J’ai l’habitude de dire que quand la France agit en faveur des droits des femmes, le monde nous regarde. On dit que la France est le pays des droits de l’homme. C’est aussi le pays des droits des femmes : l’abolition de la prostitution est inscrite dans notre loi. En ce moment, il y a des débats sur le droit à l’IVG et nous avons obtenu une victoire avec le vote du Sénat sur la possibilité d’inscrire le droit à l’IVG dans la Constitution… Aussi, la France est un des rares pays à avoir une diplomatie féministe, la Suède, par exemple, a abandonné sa diplomatie féministe en septembre dernier, à la suite de l’élection d’un nouveau gouvernement. Pour beaucoup de femmes dans le monde, la France est un modèle à suivre et c’est un point d’appui pour faire avancer les choses !

Par rapport à ce qui s’est passé en juin aux États-Unis sur l’IVG, c’était vraiment très rassurant de voir qu’en France, le mouvement féministe a été capable de se saisir de cette crise américaine. Depuis le mois de juin, la CLEF et d’autres organisations se mobilisent avec leurs propres moyens, mais de façon coordonnée, pour essayer de faire avancer cette idée de l’inscription du droit à l’IVG dans la constitution. Par exemple, le Planning Familial le fait parce que c’est son identité. Pour la CLEF cela fait sens de se mobiliser au niveau national car nous portons une voix à l’international. Nous savons qu’à l’international beaucoup de nos sœurs ne savent pas demain comment elles feront pour continuer à accéder à l’IVG. C’est très compliqué. Et ce n’est pas le cas seulement aux États-Unis ou en Pologne, c’est aussi le cas en Italie, en Suède où personne ne peut dire comment la situation pourrait évoluer… Dès qu’il y a une crise politique, dès que la démocratie, les valeurs humanistes sont en recul, les droits des femmes passent à la trappe.

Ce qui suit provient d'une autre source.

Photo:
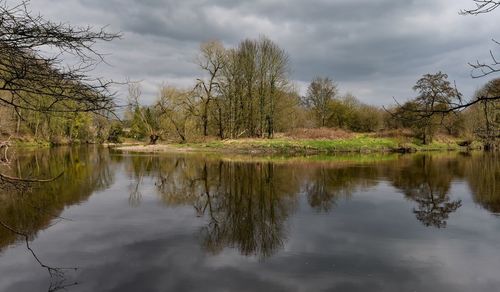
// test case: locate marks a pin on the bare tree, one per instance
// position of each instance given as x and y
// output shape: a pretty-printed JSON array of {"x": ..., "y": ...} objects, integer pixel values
[
  {"x": 37, "y": 82},
  {"x": 148, "y": 118},
  {"x": 34, "y": 76},
  {"x": 320, "y": 95},
  {"x": 211, "y": 60},
  {"x": 173, "y": 104}
]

Trouvez-vous que le mouvement féministe français est assez internationaliste ?

C’est une bonne question… Je pense que les sujets qui sont portés par le mouvement féministe français, restent des sujets très franco-français en majorité. Mais est-ce un problème ? Il y a des organisations qui ont assez conscience de l’importance de l’Union Européenne par exemple. Je pense que globalement les organisations féministes françaises sont sur des problématiques françaises et certaines d’entre elles ont des déclinaisons internationales.

Quels sont les prochains événements qui auront lieu avec la CLEF ?

Nous avons une actualité un petit peu chargée. Nous serons à New York à la 67e Commission de la condition de la femme des Nations Unies (CSW) la semaine du 8 mars. Nous avons proposé à la ministre Isabelle Rome un événement officiel, soutenu par la France sur la cyberpornographie. Dans le cadre de l’ONU, la CSW est une manifestation internationale de très grande importance. Nous souhaitons présenter aux autres organisations internationales l’impact de la cyberpornographie sur l’éducation des jeunes et sur les rapports entre les filles et les garçons en nous appuyant notamment sur le rapport du Sénat “Pornographie l’enfer du décor” qui montre que la pornographie de manière générale est une violence à l’encontre des filles et des femmes. Dans ce rapport, il y a un volet sur la cyberpornographie.

Nous profiterons de notre présence à New York pour faire un Mardi de la CLEF, débat qui se tiendra le 8 mars et qui portera sur la diplomatie féministe. Nous aurons des intervenantes à New York mais également à Paris.

Le 21 mars, nous organisons un webinaire avec le LEF afin de présenter aux autres coordinations nationales d’Europe, les travaux conduits par le Sénat sur la pornographie et les actions judiciaires conduites par Osez Le Féminisme, dans l’affaire dite du French bukkake.

Aussi, tous les premiers mardis du mois nous faisons, à la Cité Audacieuse, en présentiel et en visio-conférence un événement sur les droits des femmes avec 3 ou 4 intervenantes. Dernièrement nous avons parlé des métiers du Care, puisque nous avons une stratégie du Care qui a été déployée par l’Union Européenne en début d’année dernière. Nous avons également fait un mardi de la CLEF sur la pédocriminalité.